In February 1965, Ahmed was released weakened by the excruciating episode he endured. He traveled to Switzerland to heal emotionally and physically with some of the other inmates who were lucky to make it out alive from having been under Benbella’s heinous torture. Upon his return, he resumed work in the hospital and strenuously endeavored to enjoy and make up the missed moments with his family. Three months later Cheikh Bachir died on 20 May 1965. And a month later, on 19 June 1965, Benbella was overthrown via a bloodless coup d'etat by Defense Minister Houari Boumediene who became President of Algeria.

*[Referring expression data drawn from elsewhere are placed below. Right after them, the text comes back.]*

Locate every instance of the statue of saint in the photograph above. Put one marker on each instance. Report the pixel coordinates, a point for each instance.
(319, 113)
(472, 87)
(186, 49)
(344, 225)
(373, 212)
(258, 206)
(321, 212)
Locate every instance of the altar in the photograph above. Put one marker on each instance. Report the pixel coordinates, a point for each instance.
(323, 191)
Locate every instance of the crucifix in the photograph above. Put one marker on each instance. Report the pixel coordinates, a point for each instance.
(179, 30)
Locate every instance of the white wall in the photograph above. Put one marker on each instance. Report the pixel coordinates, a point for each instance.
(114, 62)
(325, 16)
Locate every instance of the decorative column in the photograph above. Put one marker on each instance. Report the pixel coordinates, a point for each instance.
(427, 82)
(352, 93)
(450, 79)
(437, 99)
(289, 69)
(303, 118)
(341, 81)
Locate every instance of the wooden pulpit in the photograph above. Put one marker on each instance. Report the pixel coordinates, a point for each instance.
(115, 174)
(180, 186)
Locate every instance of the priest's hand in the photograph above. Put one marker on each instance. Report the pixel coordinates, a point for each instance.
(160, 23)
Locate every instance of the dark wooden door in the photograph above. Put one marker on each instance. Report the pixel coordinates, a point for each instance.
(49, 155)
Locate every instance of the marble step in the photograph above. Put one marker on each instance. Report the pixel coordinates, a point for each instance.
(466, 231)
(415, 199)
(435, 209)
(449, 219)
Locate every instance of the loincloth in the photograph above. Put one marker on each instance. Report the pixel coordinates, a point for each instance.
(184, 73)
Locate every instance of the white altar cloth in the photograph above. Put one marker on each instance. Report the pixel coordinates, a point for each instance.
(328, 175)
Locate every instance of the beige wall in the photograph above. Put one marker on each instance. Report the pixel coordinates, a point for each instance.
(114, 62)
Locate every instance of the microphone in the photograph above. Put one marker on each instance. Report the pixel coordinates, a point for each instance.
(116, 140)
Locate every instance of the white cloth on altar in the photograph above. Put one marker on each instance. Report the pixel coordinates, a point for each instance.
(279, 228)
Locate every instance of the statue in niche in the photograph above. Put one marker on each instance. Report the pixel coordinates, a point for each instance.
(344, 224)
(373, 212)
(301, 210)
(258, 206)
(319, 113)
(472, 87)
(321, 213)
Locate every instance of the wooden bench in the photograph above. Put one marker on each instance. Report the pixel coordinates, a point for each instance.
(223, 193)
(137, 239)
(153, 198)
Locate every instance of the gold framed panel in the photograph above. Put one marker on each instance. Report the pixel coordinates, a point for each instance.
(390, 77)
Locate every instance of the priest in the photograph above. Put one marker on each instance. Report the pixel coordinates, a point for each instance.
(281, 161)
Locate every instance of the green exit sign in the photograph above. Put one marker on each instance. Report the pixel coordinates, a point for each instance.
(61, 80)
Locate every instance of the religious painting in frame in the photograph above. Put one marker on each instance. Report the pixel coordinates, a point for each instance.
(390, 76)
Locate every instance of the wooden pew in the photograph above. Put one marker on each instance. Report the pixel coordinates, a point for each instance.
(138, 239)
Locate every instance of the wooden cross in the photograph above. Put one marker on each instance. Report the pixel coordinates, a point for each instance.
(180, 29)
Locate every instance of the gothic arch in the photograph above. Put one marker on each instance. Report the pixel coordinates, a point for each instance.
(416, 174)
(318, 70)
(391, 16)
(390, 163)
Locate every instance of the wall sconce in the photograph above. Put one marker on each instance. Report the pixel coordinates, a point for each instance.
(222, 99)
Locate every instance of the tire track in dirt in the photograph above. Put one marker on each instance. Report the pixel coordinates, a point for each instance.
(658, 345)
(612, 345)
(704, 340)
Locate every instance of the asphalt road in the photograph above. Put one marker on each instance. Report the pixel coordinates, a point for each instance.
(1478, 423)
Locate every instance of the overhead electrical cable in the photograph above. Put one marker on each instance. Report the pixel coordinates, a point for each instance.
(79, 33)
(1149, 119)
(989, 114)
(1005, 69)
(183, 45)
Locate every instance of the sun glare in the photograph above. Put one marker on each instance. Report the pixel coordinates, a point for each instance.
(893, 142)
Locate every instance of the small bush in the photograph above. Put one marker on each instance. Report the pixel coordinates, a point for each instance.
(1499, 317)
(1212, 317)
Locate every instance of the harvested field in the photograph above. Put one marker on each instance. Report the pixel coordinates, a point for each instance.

==Minister under Boumediene==
In 1965 President Boumediene offered Ahmed the position of Minister of Education. The latter went on a campaign of reforming the Algerian school and its educational system. In 1970, Boumediene reshuffled his cabinet, and appointed Ahmed Minister of Information and Culture until April 1977. By this date, the President chose to have Ahmed even closer to him, and created the position of “Minister Advisor to the President.” Throughout the years, it was clear that Ahmed earned the trust and confidence of the President.

==Death==
Taleb Ibrahimi died on 5 October 2025, at the age of 93.

==Bibliography==
- Taleb-Ibrahimi, Ahmed. Letters From Prison. English Translation (c) 1988, 1st edition (c)1966, Allied Publishers Private Limited, Ahmedabad
- Taleb-Ibrahimi, Ahmed. Memoires d’un Algerien Tome 1, Reves et Epreuves (1932–1965).” 2006
- Taleb-Ibrahimi, Ahmed. Memoires d’un Algerien Tome 2, La passion de Batir (1965–1978).” 2008.